# Best Nvme SSD with best power efficiency for laptops?



## davidm71 (May 23, 2020)

Hi,

Use to have a Dell XPS 9343 and use to get about 5-6 hours battery life however last year since I gutted and replaced the inside with 9350 parts for NVME support I now get 3 hrs at best. Using a Samsung SM961 512gb drive and want to replace it with something less power hungry. Looking at either a Sabrant Rocket, Kingston KC2500, or a MydigitalSSD SBX Pro. So wonder which one would be better?

Should note that the power issues also come from going from 8gb ram to 16gb and from an i5 to an i7 plus the HD 4K screen doesn’t help. Tried upgrading the battery from 52 to 56 watt hour battery but still battery life sucks.

Thanks


----------



## tabascosauz (May 23, 2020)

davidm71 said:


> Hi,
> 
> Use to have a Dell XPS 9343 and use to get about 5-6 hours battery life however last year since I gutted and replaced the inside with 9350 parts for NVME support I now get 3 hrs at best. Using a Samsung SM961 512gb drive and want to replace it with something less power hungry. Looking at either a Sabrant Rocket, Kingston KC2500, or a MydigitalSSD SBX Pro. So wonder which one would be better?
> 
> ...



The WD SN750 pretty much always tops the charts in power efficiency and by quite the margin. But otherwise, it's an average performing 3D TLC drive, and isn't priced as a budget drive.
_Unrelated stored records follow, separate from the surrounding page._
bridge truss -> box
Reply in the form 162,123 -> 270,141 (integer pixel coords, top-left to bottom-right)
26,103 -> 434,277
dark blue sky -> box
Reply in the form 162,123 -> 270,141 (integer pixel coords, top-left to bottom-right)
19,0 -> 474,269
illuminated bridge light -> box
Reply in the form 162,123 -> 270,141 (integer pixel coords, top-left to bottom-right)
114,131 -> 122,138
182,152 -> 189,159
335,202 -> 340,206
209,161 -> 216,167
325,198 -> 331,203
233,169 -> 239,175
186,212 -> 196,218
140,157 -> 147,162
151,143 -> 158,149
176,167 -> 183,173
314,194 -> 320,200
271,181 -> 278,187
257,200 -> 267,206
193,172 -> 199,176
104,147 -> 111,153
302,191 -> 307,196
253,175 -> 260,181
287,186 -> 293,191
Quite honestly, most of these bigger brand name drives have optimizations for lower power idle in laptops, so unless you're like AT and run debilitatingly heavy SSD benchmarks 24/7/365, none of them are going to chop your battery life in half.

I have a SN750 in my 9370 and have no complaints. I'm not familiar with the SBX Pro, only the outdated SBX, which was a DRAM-equipped drive. The Sabrent Rocket is highly rated, but is a DRAMless drive which means lower performance generally.

Go with what you want, generally, as long as experienced reviewers don't say there's anything seriously wrong with it. My OEM drive was the PM981, by all accounts the fastest all-around 3D TLC drive ever, and essentially downgrading to a bigger but slower SN750 I didn't notice any loss of performance. I'd take the WD SN550 if you don't want to break the bank, honestly; it sips power pretty conservatively and has solid performance for a DRAMless drive.

Simply having the 4K screen in a XPS 13 is straight up gutting your battery life. The choice of drive is much less important.


----------



## Vya Domus (May 23, 2020)

davidm71 said:


> Use to have a Dell XPS 9343 and use to get about 5-6 hours battery life however last year since I gutted and replaced the inside with 9350 parts for NVME support I now get 3 hrs at best.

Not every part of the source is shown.